Thursday, January 15, 2004

The Tsunami: Neither Hasten nor Postpone Death

The Centers for Disease Control reports that 8.7% of all ED visits in 2001 were by patients aged 75 and older.[1] At Maimonides Medical Center 16% of our patients fall in this age group. Though I’m a “baby boomer” and he’s not, Daniel G. Murphy, MD, MBA (Hofstra Business School, May 2003) our Vice-Chair and Medical Director for nearly eight years has given much more thought than I to this theme. So let me turn this month’s column over to Dan.

Perhaps I use too many metaphors explaining my thoughts, but one bantered about in Boston this October at various Quality Improvement and Patient Safety Section, Geriatric Section and Benchmarking Alliance meetings during the recent ACEP Scientific Assembly needs sharing among us:

“A tsunami is coming!”

For years, we have worked hard to make our emergency departments more efficient. Best practices, data driven CQI, customer service, error reduction, computerization, decision support, streamlined bed control and standardized peer review processes are just a few of the successful efforts and new paradigms. It’s a good thing too, since the role of emergency departments in America grows more crucial and more burdened annually.

But a tsunami is coming, already visible on the horizon, presaged by choppy and rough surf today (crowding), and it may wipe us out before we retire. The tsunami is the aging ‘baby boomer’ generation and emergency departments and hospitals are (to complete the metaphor) the coastal villages lying directly in its path. It provides a dispiriting backdrop for today’s EM CQI tinker. Input may soon overwhelm a process already lamenting its inability to transfer admitted output (inpatient boarders).
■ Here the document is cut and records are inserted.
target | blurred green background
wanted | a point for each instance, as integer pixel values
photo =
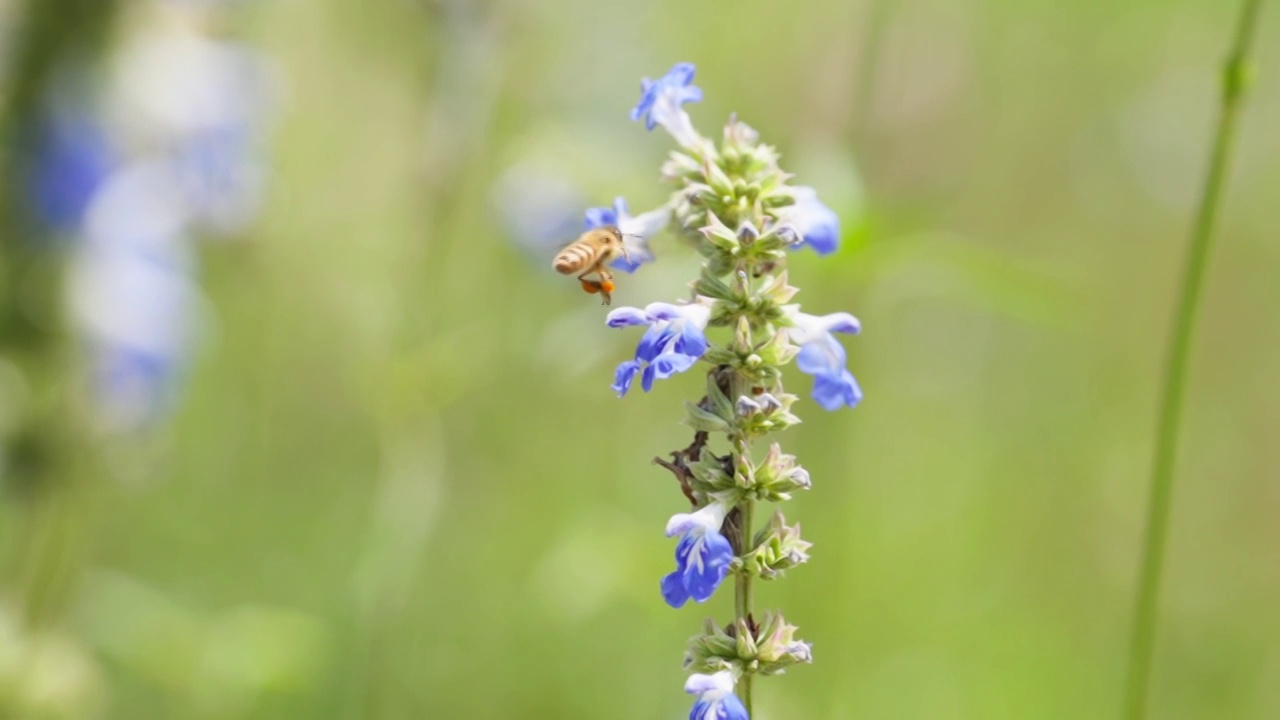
(398, 486)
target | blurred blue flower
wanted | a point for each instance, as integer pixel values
(672, 343)
(661, 103)
(72, 159)
(222, 176)
(716, 698)
(132, 294)
(823, 358)
(702, 557)
(817, 224)
(635, 231)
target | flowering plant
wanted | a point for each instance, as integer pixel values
(736, 206)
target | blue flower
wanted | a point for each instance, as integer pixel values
(716, 698)
(73, 158)
(817, 224)
(702, 557)
(672, 343)
(635, 231)
(661, 104)
(823, 358)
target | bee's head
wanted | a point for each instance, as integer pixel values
(613, 238)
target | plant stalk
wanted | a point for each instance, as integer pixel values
(1142, 642)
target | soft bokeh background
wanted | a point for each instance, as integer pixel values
(393, 481)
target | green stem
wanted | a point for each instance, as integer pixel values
(743, 592)
(1234, 81)
(746, 507)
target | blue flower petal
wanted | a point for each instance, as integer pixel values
(653, 342)
(691, 341)
(647, 378)
(622, 317)
(731, 709)
(823, 355)
(599, 217)
(707, 564)
(836, 390)
(624, 376)
(673, 589)
(629, 265)
(675, 85)
(672, 363)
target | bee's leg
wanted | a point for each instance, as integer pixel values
(589, 286)
(606, 286)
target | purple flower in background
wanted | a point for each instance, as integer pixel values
(72, 159)
(702, 557)
(635, 231)
(823, 358)
(661, 104)
(817, 224)
(716, 698)
(672, 343)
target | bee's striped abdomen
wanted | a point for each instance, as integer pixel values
(575, 258)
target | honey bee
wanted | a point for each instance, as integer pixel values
(588, 255)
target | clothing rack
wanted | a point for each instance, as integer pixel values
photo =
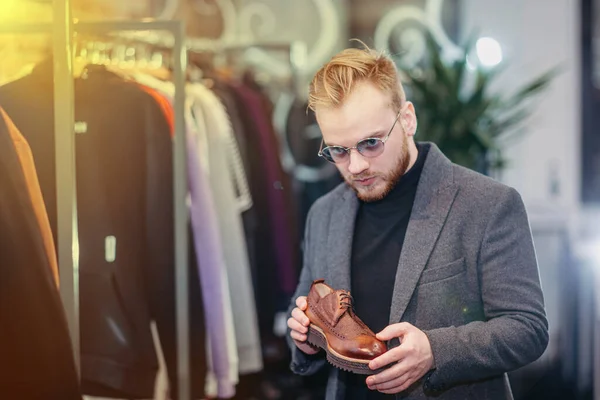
(62, 30)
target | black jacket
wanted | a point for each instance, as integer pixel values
(35, 349)
(124, 191)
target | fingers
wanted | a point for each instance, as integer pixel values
(402, 385)
(299, 316)
(393, 380)
(297, 336)
(394, 331)
(390, 356)
(301, 303)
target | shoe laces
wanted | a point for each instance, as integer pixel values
(346, 301)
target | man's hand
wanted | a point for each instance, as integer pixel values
(414, 358)
(298, 324)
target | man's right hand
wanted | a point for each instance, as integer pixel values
(298, 324)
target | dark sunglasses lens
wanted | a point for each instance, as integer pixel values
(370, 147)
(334, 154)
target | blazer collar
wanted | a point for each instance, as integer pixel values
(435, 193)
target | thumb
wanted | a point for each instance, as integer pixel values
(394, 331)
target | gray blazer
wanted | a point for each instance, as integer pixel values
(467, 277)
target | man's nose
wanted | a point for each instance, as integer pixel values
(358, 163)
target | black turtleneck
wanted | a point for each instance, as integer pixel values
(378, 238)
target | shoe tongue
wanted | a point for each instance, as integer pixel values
(336, 300)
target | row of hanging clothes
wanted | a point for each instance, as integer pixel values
(244, 228)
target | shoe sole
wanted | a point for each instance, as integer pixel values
(317, 337)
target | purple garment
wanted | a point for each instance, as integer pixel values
(210, 263)
(211, 266)
(276, 194)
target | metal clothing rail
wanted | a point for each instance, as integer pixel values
(68, 257)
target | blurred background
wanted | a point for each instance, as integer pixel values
(508, 88)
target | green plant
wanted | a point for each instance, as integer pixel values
(463, 117)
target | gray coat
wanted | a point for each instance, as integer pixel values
(467, 277)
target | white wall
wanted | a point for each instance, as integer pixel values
(536, 35)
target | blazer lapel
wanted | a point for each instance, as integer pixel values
(339, 240)
(435, 193)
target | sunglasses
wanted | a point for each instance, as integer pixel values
(369, 147)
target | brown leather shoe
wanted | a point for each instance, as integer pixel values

One way to prepare for and assuage this impending disaster is to reconsider how we die in America. We need to die better, with our families, perhaps at home, with no one doing chest compressions and no one putting a tube down our throat. Hand holding, praying, crying and feeling is much better. We just need a major culture change and then implement better end-of-life education and better communication.

I know the following: a) more of my patients are very close to or at the end of life, b) emergency departments and hospitals are horrible places to spend the end of one’s life and c) we do a poor job of caring for patients and guiding families at the end of life.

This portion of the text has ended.